I’ve been thinking a lot about the role of the prophet
lately. For one thing, it’s Advent, and we’re about to get our annual shout
from John – the Baptist, the one to whom Lutherans don’t generally give a lot
of airtime.
In the absence of credible Christian prophets these days, we
have some thoroughly secular folk taking on the cause of waking us up. There’s
the Reverend Billy and the Church of Stop Shopping warning
us of the Shopocalypse, and plenty of environmentalists telling us to wake up,
and quick.
I am sympathetic to these messengers, and like to think that
I am pretty awake myself, on my better days. But the pastoral side of me wonders
about the long-term effects of fire and brimstone. I suspect that some people
enjoy getting a good beating on a Sunday morning, feeling bad for awhile and
thus being certain that they’ve done their emotional penance. Then they go back
to sleep.
Or, there’s the effect Janisse Ray wrote about recently in
Orion, in which the true believers gather, tsk tsk at all those who are deaf to
the message, and then head home, ignoring any further changes they may personally need to make. What if “the choir” is not really doing that much better than middle America? If I know
about global warming and believe in
it, does that automatically make me more righteous than the doubters? Am I
justified merely by my faith in the wrath to come?
Here’s the irony: many of these “prophets” have long since
eschewed any semblance of religious faith. In fact, many of them assume that churchgoing
Christians like me are the opposition rather than allies. If you asked them
about matters of heaven and hell, personal righteousness or eternal judgment,
they’d probably insist that they don’t believe in judgment. But they sure as
heck use the language of guilt, sin, shame and, sometimes, fear – as well as and
sometimes better than street corner prophets. Walter Brueggeman argued in
Sojourners recently that Rev. Billy is most definitely using the methods of Old
Testament prophecy (e.g. performance art) in his Starbucks tirades. These
prophets believe firmly in the end of the world as we know it. They just think God has no part in it.

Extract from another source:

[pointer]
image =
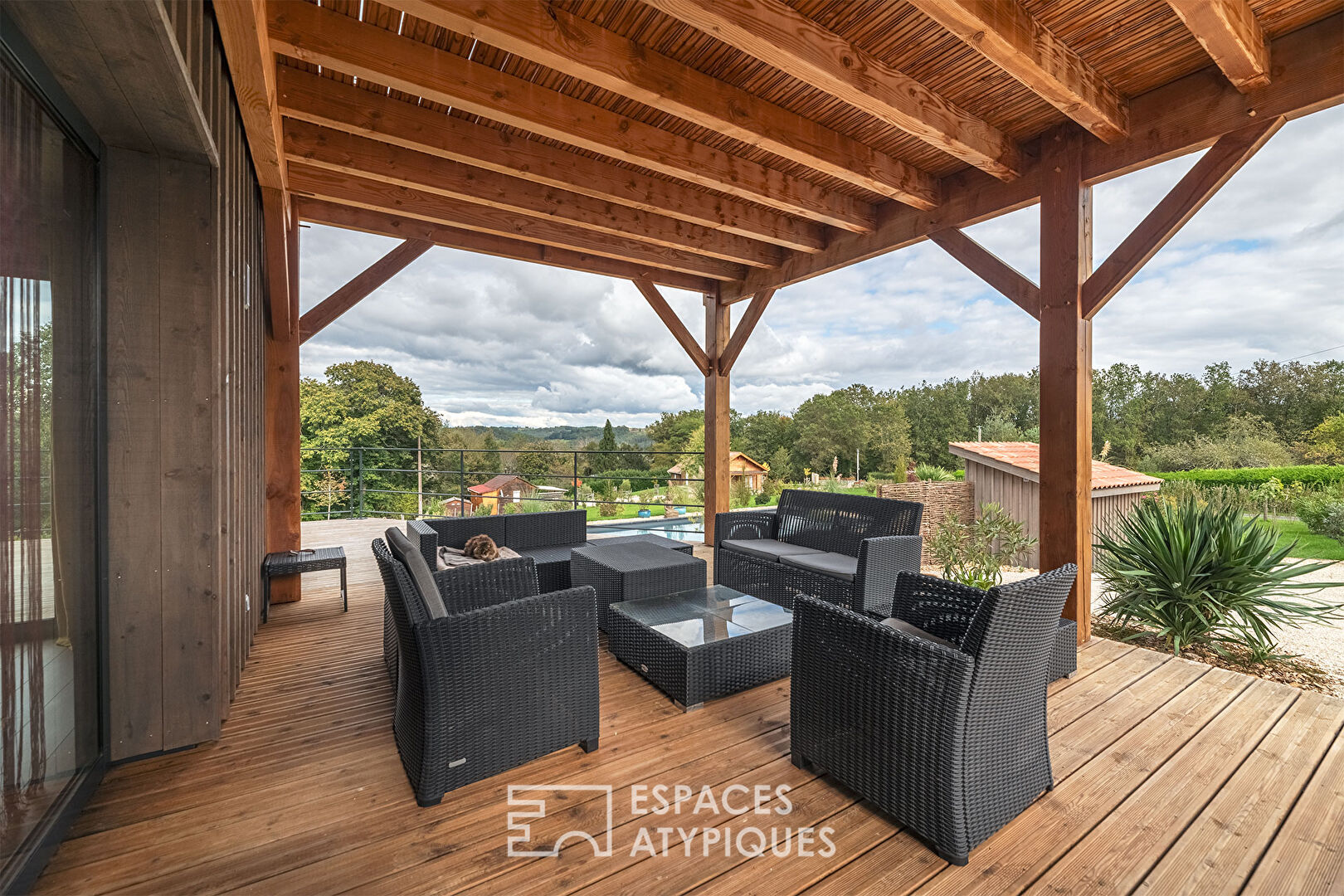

I’m pretty sure that the end of the world as we know it will
come about through human hands. We can create a shopocalypse, an end to oil, a
global climate crisis without any intervention at all, thank you very much. But
I’m also pretty sure that sustained, hopeful, joyous resistance to the status
quo needs something more than my humanity – it needs my trust in a God more
powerful than my own sleepy soul.
What wakes us up best – the screaming smoke alarm or the sounds
of nature? I’m not sure either one works perfectly for everyone. For some the
rude awakening just arouses anger at the source of the noise; others are just
too darned exhausted to let anything wake them.
It’s been years since I needed an alarm in the morning. I
have something much better now – my children. Their voices are insistent,
piercing and still beautiful. And they need me, now more than ever, to wake up.